About 45 per cent of female and 58 per cent of male respondents said they had consumed six or more “standard drinks” in one sitting in the last week. Drinking this much on one day is considered binge drinking, according to the HSE.
In Ireland, a standard drink or unit contains 10 grams of pure alcohol, equal to a 35.5ml pub measure of spirits, a small 125ml glass of wine, a half pint of standard strength beer, or a 275ml bottle of alcopop. A bottle of wine with a 12.5 per cent alcohol content contains about seven standard drinks.
More than half (52 per cent) of women said they had consumed 11 or more standard drinks in the past week, which is above the weekly low-risk limit recommended by the HSE for females.

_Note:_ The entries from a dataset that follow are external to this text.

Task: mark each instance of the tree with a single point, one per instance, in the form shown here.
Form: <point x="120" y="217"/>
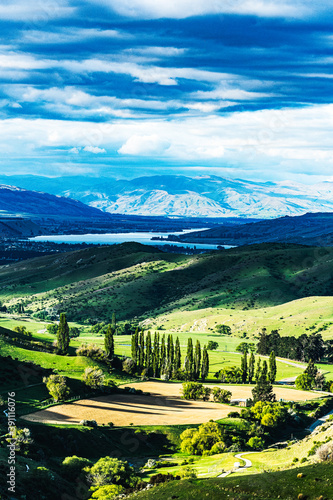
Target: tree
<point x="256" y="443"/>
<point x="258" y="371"/>
<point x="205" y="364"/>
<point x="93" y="378"/>
<point x="148" y="357"/>
<point x="63" y="334"/>
<point x="109" y="342"/>
<point x="272" y="368"/>
<point x="135" y="346"/>
<point x="141" y="361"/>
<point x="194" y="390"/>
<point x="156" y="355"/>
<point x="74" y="332"/>
<point x="223" y="329"/>
<point x="114" y="321"/>
<point x="52" y="328"/>
<point x="221" y="395"/>
<point x="197" y="361"/>
<point x="262" y="344"/>
<point x="177" y="356"/>
<point x="244" y="368"/>
<point x="56" y="385"/>
<point x="189" y="361"/>
<point x="109" y="470"/>
<point x="304" y="382"/>
<point x="163" y="358"/>
<point x="311" y="369"/>
<point x="207" y="439"/>
<point x="251" y="367"/>
<point x="212" y="346"/>
<point x="263" y="390"/>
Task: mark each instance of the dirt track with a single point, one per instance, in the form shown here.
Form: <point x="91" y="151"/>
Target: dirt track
<point x="163" y="407"/>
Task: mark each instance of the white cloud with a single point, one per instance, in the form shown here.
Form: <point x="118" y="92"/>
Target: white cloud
<point x="143" y="145"/>
<point x="94" y="149"/>
<point x="178" y="9"/>
<point x="281" y="140"/>
<point x="35" y="13"/>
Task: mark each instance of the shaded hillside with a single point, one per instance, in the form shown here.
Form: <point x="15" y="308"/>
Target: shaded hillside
<point x="139" y="281"/>
<point x="309" y="229"/>
<point x="17" y="227"/>
<point x="21" y="201"/>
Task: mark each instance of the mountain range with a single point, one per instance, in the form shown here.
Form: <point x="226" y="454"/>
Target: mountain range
<point x="177" y="195"/>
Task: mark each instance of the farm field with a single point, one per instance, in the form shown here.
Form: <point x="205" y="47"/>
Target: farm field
<point x="163" y="406"/>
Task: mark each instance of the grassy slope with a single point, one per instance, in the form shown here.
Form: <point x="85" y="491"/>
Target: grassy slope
<point x="95" y="281"/>
<point x="284" y="485"/>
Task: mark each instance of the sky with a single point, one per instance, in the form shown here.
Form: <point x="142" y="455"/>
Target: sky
<point x="125" y="88"/>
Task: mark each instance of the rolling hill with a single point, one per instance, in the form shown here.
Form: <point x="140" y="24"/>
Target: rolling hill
<point x="141" y="282"/>
<point x="178" y="195"/>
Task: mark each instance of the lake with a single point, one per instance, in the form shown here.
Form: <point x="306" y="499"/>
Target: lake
<point x="112" y="238"/>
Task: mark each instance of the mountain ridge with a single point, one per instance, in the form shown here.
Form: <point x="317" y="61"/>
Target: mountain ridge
<point x="200" y="196"/>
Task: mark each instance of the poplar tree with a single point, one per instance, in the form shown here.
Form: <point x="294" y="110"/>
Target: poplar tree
<point x="163" y="354"/>
<point x="148" y="357"/>
<point x="109" y="342"/>
<point x="258" y="371"/>
<point x="178" y="356"/>
<point x="244" y="368"/>
<point x="205" y="364"/>
<point x="251" y="367"/>
<point x="156" y="355"/>
<point x="263" y="390"/>
<point x="189" y="361"/>
<point x="272" y="367"/>
<point x="141" y="350"/>
<point x="63" y="334"/>
<point x="114" y="321"/>
<point x="134" y="346"/>
<point x="197" y="360"/>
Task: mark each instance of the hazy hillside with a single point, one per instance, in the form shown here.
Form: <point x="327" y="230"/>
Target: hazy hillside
<point x="17" y="227"/>
<point x="14" y="200"/>
<point x="205" y="196"/>
<point x="139" y="281"/>
<point x="308" y="229"/>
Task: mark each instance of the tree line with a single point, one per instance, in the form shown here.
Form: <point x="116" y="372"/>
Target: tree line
<point x="160" y="357"/>
<point x="302" y="348"/>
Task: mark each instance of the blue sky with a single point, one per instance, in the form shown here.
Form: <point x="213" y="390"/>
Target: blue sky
<point x="236" y="88"/>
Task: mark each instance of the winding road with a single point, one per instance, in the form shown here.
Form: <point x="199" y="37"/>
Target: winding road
<point x="248" y="463"/>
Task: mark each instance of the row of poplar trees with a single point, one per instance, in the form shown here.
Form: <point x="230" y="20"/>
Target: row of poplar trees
<point x="161" y="357"/>
<point x="251" y="373"/>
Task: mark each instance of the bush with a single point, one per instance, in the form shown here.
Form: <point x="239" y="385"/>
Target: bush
<point x="195" y="391"/>
<point x="73" y="466"/>
<point x="201" y="441"/>
<point x="92" y="351"/>
<point x="161" y="478"/>
<point x="56" y="385"/>
<point x="256" y="443"/>
<point x="110" y="470"/>
<point x="107" y="492"/>
<point x="89" y="423"/>
<point x="221" y="395"/>
<point x="93" y="378"/>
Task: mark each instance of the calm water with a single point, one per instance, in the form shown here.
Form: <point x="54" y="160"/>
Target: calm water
<point x="111" y="238"/>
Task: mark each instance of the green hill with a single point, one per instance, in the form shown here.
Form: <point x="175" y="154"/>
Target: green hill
<point x="140" y="281"/>
<point x="315" y="484"/>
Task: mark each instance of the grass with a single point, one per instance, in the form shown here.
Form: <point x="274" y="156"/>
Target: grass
<point x="284" y="485"/>
<point x="93" y="282"/>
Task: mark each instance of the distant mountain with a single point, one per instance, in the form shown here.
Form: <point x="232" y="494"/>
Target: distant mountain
<point x="18" y="227"/>
<point x="308" y="229"/>
<point x="202" y="196"/>
<point x="14" y="200"/>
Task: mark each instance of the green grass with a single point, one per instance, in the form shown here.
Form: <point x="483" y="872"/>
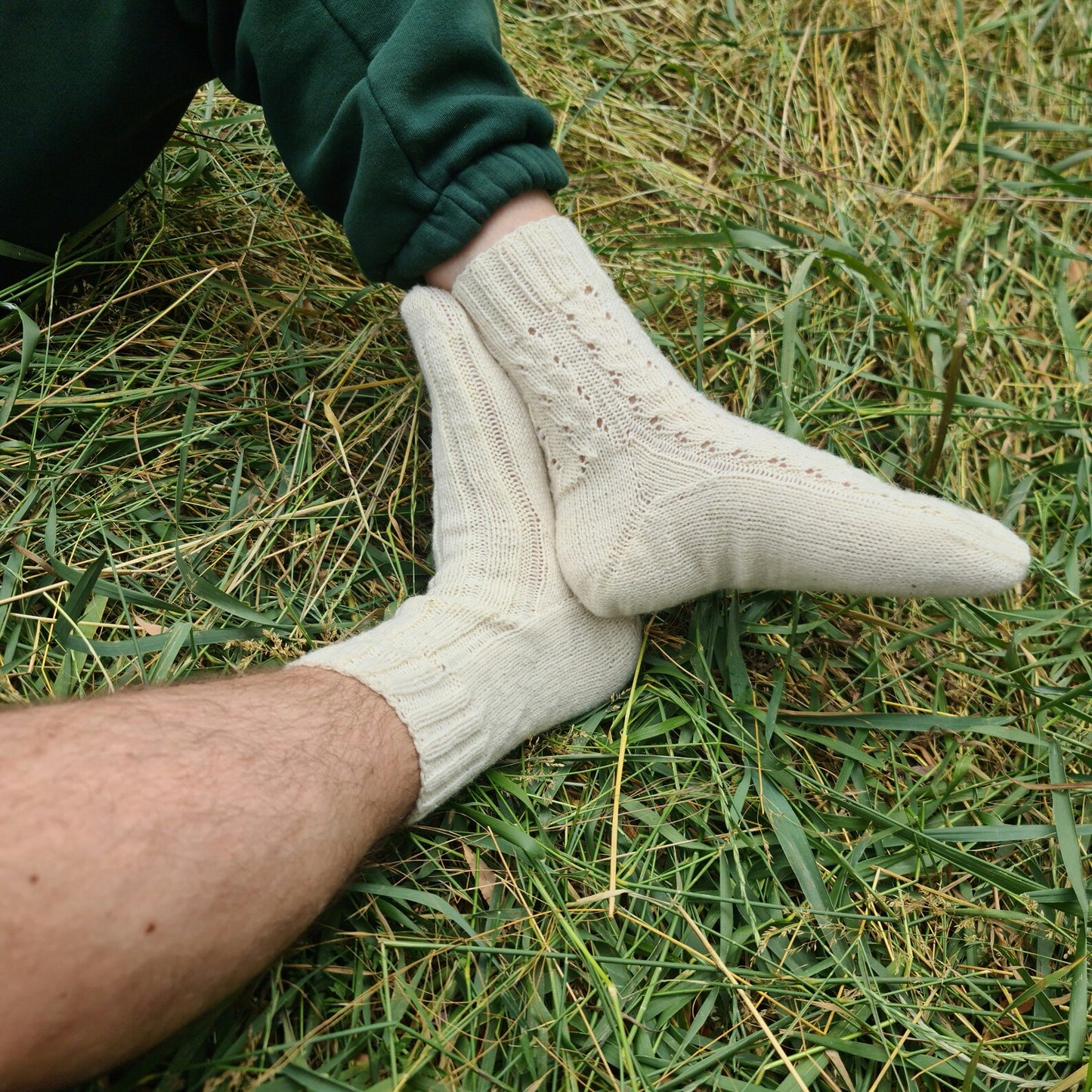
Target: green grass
<point x="849" y="838"/>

This compares to 42 per cent of male respondents who admitted to exceeding the recommended weekly limit for men of 17 standard drinks in the last seven days. Almost one in three men said they had binge drunk in the past week.
An increasing number of Irish women are being diagnosed with cirrhosis of the liver in their 30s and 40s as a result of heavy drinking at a young age, consultant hepatologist at Cork University Hospital Dr Orla Crosbie warned in an opinion piece for The Irish Times this week, ahead of an Alcohol Action Ireland conference on women's drinking habits in Dublin yesterday.
Many of them are not dependent on alcohol, she said, and are unaware that the amount they are consuming is above the recommended limit.
One-third of women said they were surprised at how many units they had consumed when they added them up for the survey, which was posted on irishtimes.com yesterday. More than 6,700 responses were received in 24 hours, 41 per cent of which were from women.
Just 5 per cent of the 2,725 women who answered had not had an alcoholic drink in the past week, less than the 6 per cent who drank alcohol on all seven days. Almost one-third of female respondents had a drink on four or more days.
Of those who binged, 42 per cent said it was a “typical week” for them, while six per cent said they would “usually consume more”.
Women aged 18 to 24 were most likely to have indulged in binge drinking, with 71 per cent consuming six or more drinks in one sitting. They did most of their drinking in a shorter period of time, with 60 per cent consuming alcohol only on one or two days of the past week.
Women aged over 60 were the least likely to have binged, with just 14 per cent admitting to it in the past week, though they were the most likely to consume alcohol regularly, with one in four saying they had a drink on all of the past seven days.
Chief executive of Alcohol Action Ireland Suzanne Costello said although The Irish Times survey was conducted voluntarily among readers online, the results generally reflected the findings of the Irish Alcohol Diaries study, which was carried out among 6,000 people by the Health Research Board in 2013.
“In Ireland, 1.3 million people drink harmfully. We are the second-highest binge drinkers in Europe,” she said.
Figures from the World Health Organisation last year showed Ireland came a close second to Austria for binge drinking, with 39 per cent of Irish people admitting to binging in the past month.
“When we drink we binge. Women are increasingly drinking in a high-risk way, and the harms to women are disproportionate to the amount they drink compared to men,” Ms Costello said.
“Even though women might think that compared to men or compared to how other Irish women drink, they are not consuming a lot, they still could be drinking harmfully. They need to recognise there is no safe level of drinking, just low-risk and high-risk.”